Environmental & Science Education, STEM, History of Science,Nature of Science
Ed Hessler
Jack Steinberger is a Nobel awardee of whom I'd never heard (shared the Nobel for discovering muon neutrinos with Leon Lederman and Melvin Schwartz, 1988). He died recently at age 99. He was an experimental physicist.
The obituary published in Nature (22 December 2020) provides information about his rich life, his important contributions and a little bit about neutrinos (millions of which are passing through Earth and you and me right now without us knowing it).

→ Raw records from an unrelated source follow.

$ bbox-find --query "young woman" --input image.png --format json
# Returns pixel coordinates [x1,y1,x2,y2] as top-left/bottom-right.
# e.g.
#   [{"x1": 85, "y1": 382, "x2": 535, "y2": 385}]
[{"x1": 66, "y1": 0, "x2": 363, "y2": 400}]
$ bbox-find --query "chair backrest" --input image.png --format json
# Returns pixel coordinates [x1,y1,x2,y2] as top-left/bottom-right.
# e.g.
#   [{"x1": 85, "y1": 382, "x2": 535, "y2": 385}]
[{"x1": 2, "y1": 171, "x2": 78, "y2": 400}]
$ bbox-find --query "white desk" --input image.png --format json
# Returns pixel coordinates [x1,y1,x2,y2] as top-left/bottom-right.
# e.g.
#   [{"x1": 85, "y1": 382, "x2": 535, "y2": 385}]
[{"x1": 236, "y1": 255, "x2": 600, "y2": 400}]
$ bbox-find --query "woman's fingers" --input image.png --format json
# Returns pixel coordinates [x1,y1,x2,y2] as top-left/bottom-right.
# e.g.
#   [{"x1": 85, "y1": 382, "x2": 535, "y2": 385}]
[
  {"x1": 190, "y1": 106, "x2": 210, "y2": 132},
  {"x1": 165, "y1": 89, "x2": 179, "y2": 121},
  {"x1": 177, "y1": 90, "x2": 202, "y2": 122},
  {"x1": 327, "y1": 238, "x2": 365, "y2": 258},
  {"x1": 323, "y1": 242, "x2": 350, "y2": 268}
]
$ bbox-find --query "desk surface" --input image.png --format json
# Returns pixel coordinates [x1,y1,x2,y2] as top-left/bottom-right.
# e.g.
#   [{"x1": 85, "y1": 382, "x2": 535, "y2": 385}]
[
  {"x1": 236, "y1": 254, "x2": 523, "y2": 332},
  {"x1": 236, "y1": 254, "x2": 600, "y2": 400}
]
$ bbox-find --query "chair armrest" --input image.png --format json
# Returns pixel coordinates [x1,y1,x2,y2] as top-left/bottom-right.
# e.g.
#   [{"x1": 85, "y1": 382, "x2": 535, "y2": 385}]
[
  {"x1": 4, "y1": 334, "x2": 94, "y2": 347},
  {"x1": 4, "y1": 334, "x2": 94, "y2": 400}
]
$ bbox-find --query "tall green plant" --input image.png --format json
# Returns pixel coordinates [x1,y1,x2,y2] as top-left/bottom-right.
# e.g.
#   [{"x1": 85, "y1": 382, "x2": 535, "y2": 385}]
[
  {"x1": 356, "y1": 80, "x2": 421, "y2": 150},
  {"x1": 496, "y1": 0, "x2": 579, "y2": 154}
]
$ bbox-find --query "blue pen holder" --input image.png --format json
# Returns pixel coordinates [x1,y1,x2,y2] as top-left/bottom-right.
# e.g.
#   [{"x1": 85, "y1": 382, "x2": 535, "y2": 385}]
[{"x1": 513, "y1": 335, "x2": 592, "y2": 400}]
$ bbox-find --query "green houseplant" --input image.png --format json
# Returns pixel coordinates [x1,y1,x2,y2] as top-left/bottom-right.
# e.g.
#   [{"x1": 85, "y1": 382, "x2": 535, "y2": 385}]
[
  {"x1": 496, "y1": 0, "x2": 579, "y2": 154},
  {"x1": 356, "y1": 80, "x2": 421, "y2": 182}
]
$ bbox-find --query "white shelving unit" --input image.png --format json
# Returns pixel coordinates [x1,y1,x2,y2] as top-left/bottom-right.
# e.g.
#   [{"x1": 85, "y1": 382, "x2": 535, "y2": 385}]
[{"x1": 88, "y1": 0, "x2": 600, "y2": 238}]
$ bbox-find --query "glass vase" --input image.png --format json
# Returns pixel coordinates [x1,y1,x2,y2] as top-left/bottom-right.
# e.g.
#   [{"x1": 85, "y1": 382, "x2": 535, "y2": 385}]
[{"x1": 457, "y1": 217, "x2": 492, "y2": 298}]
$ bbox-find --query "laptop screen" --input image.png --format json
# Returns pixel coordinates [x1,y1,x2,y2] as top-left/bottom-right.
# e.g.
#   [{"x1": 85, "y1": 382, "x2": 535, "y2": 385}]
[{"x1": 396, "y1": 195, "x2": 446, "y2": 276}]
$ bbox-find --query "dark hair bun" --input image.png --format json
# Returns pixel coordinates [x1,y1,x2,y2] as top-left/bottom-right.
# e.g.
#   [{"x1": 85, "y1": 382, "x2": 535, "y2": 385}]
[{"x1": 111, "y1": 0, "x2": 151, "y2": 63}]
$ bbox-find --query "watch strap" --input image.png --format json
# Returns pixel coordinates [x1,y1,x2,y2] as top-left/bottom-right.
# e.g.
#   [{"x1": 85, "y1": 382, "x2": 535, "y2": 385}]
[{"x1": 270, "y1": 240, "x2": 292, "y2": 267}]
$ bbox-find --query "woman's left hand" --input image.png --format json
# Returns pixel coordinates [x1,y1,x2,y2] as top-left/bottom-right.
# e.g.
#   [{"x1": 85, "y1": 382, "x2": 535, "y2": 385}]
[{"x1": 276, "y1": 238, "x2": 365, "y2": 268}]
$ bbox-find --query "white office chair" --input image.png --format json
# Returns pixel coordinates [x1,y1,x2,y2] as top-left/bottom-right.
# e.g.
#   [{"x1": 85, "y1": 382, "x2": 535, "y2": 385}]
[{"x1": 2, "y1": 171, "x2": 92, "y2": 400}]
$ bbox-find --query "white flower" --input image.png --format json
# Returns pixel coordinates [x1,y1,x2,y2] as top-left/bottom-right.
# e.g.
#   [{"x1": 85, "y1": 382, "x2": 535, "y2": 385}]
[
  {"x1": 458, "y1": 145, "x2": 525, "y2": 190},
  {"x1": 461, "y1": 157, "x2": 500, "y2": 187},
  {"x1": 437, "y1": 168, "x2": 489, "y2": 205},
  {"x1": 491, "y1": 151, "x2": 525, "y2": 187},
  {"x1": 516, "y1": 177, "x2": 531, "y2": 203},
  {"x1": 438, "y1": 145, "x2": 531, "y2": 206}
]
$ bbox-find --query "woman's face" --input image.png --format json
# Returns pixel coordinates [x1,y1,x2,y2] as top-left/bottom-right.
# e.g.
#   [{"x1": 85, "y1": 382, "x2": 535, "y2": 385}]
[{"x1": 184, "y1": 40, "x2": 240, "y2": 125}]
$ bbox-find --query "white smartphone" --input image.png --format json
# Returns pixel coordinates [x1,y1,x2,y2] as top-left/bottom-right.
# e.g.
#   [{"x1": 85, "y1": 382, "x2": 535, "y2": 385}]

I was struck by his attitude toward prizes in general. "Uninterested in prizes, he often reiterated his belief that 'the pretension that some of us are better than others [is not] a good thing'. He felt he been dealt lucky cards in his life, and expressed his deep gratitude to the Chicago family who gave him opportunities as a child. In his words: 'You have only one life: whatever crops up, crops up.'” (my emphasis)
The novelist, poet, art and literary critic John Updike wrote a poem about the ghost-like properties of neutrinos which has been widely published, including this entry in Symmetry in 2011. The poem is unusual because it is about a physics phenomenon. Below the poem is a line-by-line explanation but remember quite a bit has been learned about neutrinos since. At the time he wrote it (1960) the muon neutrino had not been found.